The government has historically subsidized energy costs for domestic industries, among them energy-intensive ones such as steel, cement and fertilizers. Even today, after initiatives by the government to phase out energy subsidies for energy-intensive industries and bring the cost of natural gas and electricity in line with international prices, electricity and natural gas costs remain low compared to the rest of the world. “The maximum price that local companies pay [for natural gas], whether they are fertilizer, cement or steel [producers], is $3 per mbtu [million British thermal units]. If you go and check international prices, they are in the range of $5 to $6,” says El Ebrashi, noting that many companies pay even less.

El Ebrashi estimates the number of domestic fertilizer manufacturers at 13, some of which are in industrial free zones. “The companies located in these areas have natural gas cost advantage,” he says. Orascom Construction Industries (OCI) Fertilizer Group, which was established after the acquisition of Egyptian Fertilizer Company (EFC) in 2008, is a case in point. “OCI enjoys one of the lowest fertilizer feedstock costs in the world, as we have long-term low-cost natural gas supply contracts for each of our plants,” says Omar Darwazah, investor relations manager at OCI. “Gas contracts are for 20 years for [OCI Fertilizer Group subsidiaries] EBIC [Egypt Basic Industries Company] and Sorfert; 25 years for EFC,” he says. Interestingly, fertilizer export prices are not comparably low. “Our fertilizers are exported at international prices,” says Darwazah. El Ebrashi notes that is because OCI Fertilizer Group is located in an industrial free zone.

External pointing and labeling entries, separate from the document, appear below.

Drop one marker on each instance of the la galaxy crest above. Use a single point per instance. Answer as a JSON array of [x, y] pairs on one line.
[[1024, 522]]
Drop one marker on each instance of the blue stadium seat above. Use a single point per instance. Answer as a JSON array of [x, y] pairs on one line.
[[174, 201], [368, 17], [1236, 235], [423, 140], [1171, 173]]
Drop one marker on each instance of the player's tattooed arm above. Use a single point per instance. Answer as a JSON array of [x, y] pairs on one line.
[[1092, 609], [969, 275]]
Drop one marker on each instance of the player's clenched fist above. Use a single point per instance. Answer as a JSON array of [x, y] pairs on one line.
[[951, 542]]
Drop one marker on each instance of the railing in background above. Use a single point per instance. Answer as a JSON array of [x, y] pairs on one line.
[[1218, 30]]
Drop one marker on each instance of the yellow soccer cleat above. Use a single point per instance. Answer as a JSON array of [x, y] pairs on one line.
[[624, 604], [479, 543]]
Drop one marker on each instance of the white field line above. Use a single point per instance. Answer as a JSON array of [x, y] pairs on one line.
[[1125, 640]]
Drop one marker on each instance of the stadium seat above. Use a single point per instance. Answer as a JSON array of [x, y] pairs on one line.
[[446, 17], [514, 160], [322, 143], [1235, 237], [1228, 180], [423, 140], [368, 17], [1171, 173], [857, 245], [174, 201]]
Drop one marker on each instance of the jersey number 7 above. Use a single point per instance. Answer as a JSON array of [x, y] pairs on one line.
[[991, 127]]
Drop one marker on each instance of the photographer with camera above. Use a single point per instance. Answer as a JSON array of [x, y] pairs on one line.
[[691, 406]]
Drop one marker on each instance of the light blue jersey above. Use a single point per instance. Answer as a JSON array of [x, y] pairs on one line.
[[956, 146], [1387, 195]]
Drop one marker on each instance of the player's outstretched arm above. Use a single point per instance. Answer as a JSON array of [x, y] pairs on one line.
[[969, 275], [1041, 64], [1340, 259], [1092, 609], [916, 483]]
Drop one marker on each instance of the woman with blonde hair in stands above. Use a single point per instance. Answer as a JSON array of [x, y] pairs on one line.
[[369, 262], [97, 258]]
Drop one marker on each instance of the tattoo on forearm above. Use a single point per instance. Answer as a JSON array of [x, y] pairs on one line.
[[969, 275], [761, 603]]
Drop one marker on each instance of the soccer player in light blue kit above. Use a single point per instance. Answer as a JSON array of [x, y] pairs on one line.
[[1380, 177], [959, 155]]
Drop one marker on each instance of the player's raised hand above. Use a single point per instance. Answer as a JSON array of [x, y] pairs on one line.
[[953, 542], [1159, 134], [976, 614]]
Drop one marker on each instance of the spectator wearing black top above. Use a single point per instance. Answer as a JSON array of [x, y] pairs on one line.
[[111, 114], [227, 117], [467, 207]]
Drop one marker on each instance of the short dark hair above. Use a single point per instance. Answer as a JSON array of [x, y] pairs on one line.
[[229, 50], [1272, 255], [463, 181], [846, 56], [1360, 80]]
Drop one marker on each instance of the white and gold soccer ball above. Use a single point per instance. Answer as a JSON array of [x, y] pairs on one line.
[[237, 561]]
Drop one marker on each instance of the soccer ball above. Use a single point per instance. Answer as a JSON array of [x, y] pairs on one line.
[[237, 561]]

“If they are liberalizing the fertilizer market, there are so many questions regarding this,” says El Ebrashi, “because the companies are getting natural gas at a very cheap price compared with the international market.” He says the People’s Assembly has strongly opposed the government’s intentions to liberalize the market, which would remove price caps from domestic producers and in all likelihood increase the cost of fertilizer for the country’s farmers.

Issues related to distribution and export could also delay liberalization. “The government is the main distributor of nitrogen fertilizers,” says Taher. It buys fertilizers at a capped price, which it sets, then sells them at a subsidized price to end-users through the Principal Bank for Development & Agricultural Credit (PBDAC), which has very few distribution channels. According to an article published on March 21 in Al Alam Al Youm, the private sector has expressed interest in handling distribution, but the government has not announced any concrete plans to allow it to do so.

Because the domestic market is saturated, says Taher, the PBDAC is left with an excess supply of fertilizer that must be stored or sold abroad. “The Principal Bank has a rising inventory of these products because it seems that they have some kind of logistics issues, so they cannot buy any more from the companies,” says El Ebrashi. “The companies say, ‘If the PBDAC cannot buy our products and we cannot sell at a reasonable price, why not sell it directly to the export market?’” The problem, he points out, is that exports have been intermittently banned since 2003, and producers can export only with government approval. However, fertilizer producers in industrial free zones do have the right to export. For example, 90 percent of EFC’s fertilizer product is exported and 100 percent of EBIC’s, says Darwazah. If the government liberalizes the fertilizer market, will it privatize distribution or increase exports?

Taher believes the government intends to liberalize the nitrogen fertilizer market, but he has no doubt that officials would intervene if the economic instability or haphazardly increasing prices of the past few years recur. After all, El Ebrashi notes, the PBDAC will soon establish a joint venture with fertilizer companies and distributors in which the bank will have a majority stake. The company, says El Ebrashi, which will buy fertilizer from domestic producers and sell to farmers, will ensure an available and affordable supply for farmers.